AUSTIN - Lee Merritt, a civil rights attorney running for Texas attorney general, recently tweeted that “Kyle Rittenhouse was not” entitled to self defense.
On Friday, a Wisconsin jury found Rittenhouse not guilty on all counts. Last summer, Rittenhouse, who was 17 at the time, fatally shot two people and injured a third during the civil unrest in Kenosha.
Following the verdict, Merritt tweeted that the “American courts are in desperate need of overhaul” and the decision “encourages vigilantism.”
“The law has never loaned the protections of self-defense to instigators of violence. This verdict is reached in contradiction to the law,” Merritt tweeted.
“Joseph Rosenbaum was entitled to self defense.
“Anthony Huber was entitled to self defense.
“Gaige Grosskreutz was entitled to self defense.
“Ahmaud Arbery was entitled to self defense.
“Cameron Lamb was entitled to self defense.
“Kyle Rittenhouse was not.
“That is the law.”
According to the Prairie State Wire, court testimony detailed how Huber and Rosenbaum were violently rioting on the streets of Kenosha on Aug. 25, 2020 when they attacked Rittenhouse, who shot them both dead.

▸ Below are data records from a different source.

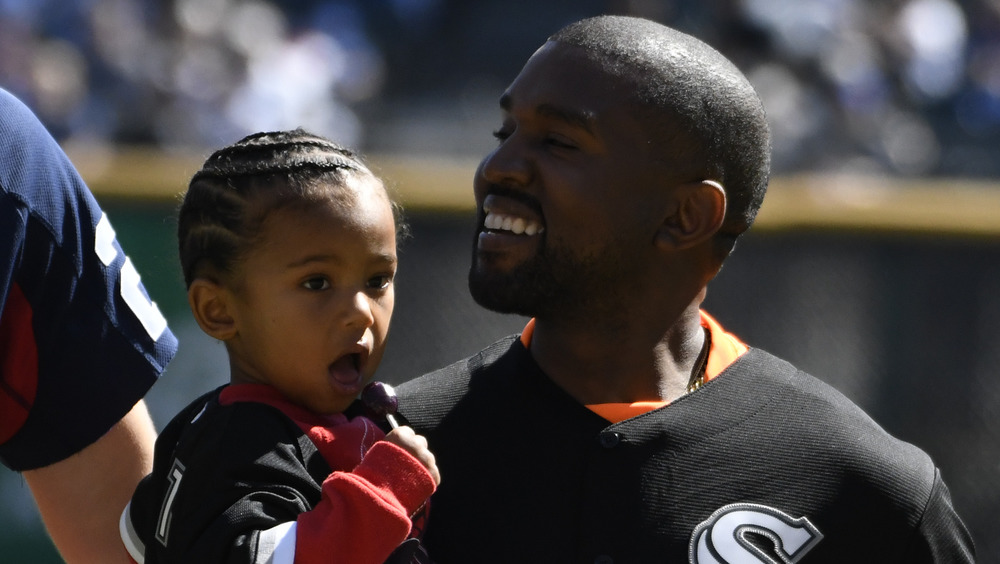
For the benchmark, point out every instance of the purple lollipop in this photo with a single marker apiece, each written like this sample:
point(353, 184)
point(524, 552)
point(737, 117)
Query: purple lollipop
point(380, 398)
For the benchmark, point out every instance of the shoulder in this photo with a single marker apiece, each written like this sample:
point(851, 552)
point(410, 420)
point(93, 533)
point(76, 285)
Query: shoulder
point(431, 396)
point(820, 428)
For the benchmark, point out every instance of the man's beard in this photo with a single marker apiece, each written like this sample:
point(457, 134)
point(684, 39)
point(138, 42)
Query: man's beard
point(552, 284)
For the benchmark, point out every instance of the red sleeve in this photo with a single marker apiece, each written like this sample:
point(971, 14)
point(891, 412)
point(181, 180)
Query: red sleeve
point(365, 514)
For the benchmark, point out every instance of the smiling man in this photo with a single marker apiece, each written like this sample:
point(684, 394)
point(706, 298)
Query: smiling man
point(624, 424)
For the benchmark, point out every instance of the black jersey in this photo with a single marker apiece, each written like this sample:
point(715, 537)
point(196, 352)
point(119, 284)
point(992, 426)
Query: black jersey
point(763, 464)
point(243, 476)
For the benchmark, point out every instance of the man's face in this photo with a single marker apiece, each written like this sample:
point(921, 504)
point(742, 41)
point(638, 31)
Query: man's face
point(570, 199)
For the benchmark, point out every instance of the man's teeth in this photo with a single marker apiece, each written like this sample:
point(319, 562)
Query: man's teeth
point(516, 225)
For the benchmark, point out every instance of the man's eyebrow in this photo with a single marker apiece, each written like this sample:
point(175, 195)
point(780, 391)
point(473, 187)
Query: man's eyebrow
point(572, 116)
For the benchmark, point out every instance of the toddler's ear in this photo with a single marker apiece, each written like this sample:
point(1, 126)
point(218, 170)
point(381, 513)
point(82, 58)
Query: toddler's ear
point(209, 305)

Huber tried to hit Rittenhouse with a skateboard. Rosenbaum was chasing him and tried to take his rifle, the article states.
At the time, Rosenbaum was a year removed from spending 14 years in an Arizona prison for child molestation, specifically anally raping and performing oral sex on five boys aged nine to 11 years old. He had actively open cases for domestic violence against his fiance and bail jumping when he died, the article states.
Cameras that night recorded Rosenbaum swinging a chain and screaming at armed Kenosha residents protecting their property. Wisconsin court records show Huber also spent time in a Wisconsin prison, for choking his brother. He was more recently convicted of domestic abuse and disorderly conduct in 2018, the article states.